Sur la page de titre de la brochure, Paris, chez Mad. Masson, 1808 (seconde édition) :

M. Beaufils, ou la Conversation faite d'avance, comédie en un acte et en prose, Par M. V. Jouy, Représentée, pour la première fois, à Paris, sur le Théâtre de l'Impératrice, le 14 octobre 1806.

M. Beaufils reparaît dans le Mariage de M. Beaufils, ou les Réputations d'emprunt.

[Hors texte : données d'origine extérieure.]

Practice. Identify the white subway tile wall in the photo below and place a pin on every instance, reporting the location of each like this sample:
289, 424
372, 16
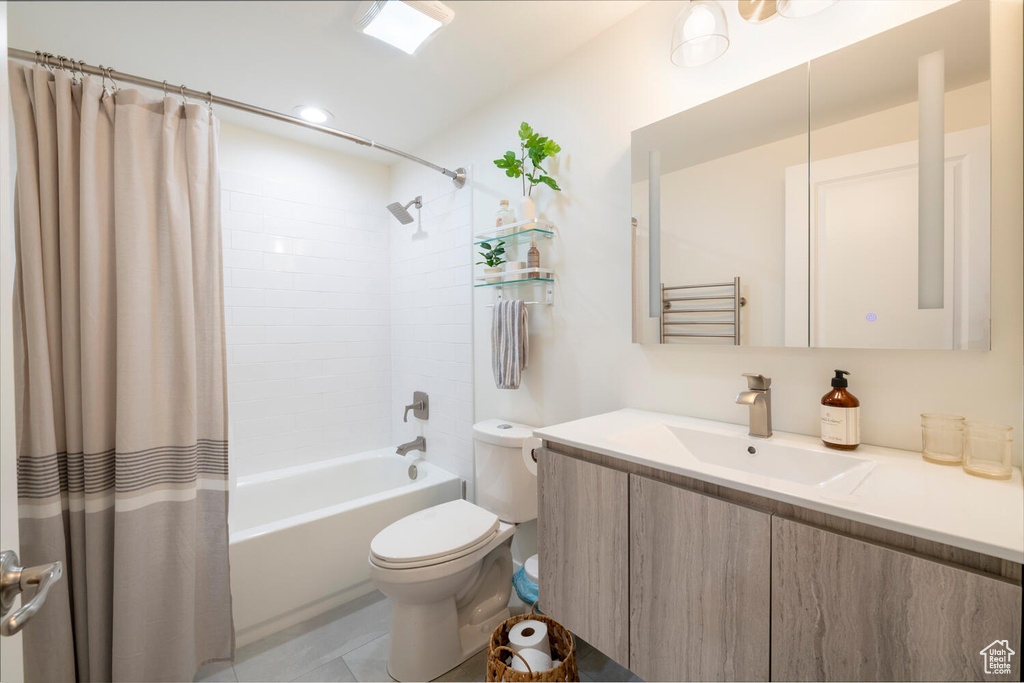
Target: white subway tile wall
431, 324
306, 285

Courrier des spectacles, n° 3536 du 15 octobre 1806, p. 2 :

[La première représentation a été une belle bataille entre les cabales, ceux qui sifflent contre ceux qui applaudissent. Le critique semble croire que les siffleurs, qui ont commencé à se manifester dès la première scène, étaient venus seulement pour faire échouer la pièce. Il tient même à rassurer l’auteur : sa pièce a été largement applaudie, et elle ne méritait pas une opposition forte : c’est une pièce « sans prétention ». Il en raconte l’anecdote, empruntée à Chamfort, transformé en M. Folleville. Désireux de se marier, il paraît peu sérieux aux tuteurs de la jeune fille, qui lui préfèrent un insipide Monsieur Beaufils. Folleville réussit à retrouver la confiance des parents de Sophie, en ridiculisant Beaufils, dont il montre la bêtise. Finalement, c’est bien lui qui épouse. La pièce a bénéficié d’une interprétation remarquable, l’acteur qui jouait Beaufils ayant beaucoup « contribué au succès de l’ouvrage ». Le nom de l’auteur est donné sans commentaire.]

Théâtre de l’Impératrice.

M. Beaufils, ou la Conversation faite d avance.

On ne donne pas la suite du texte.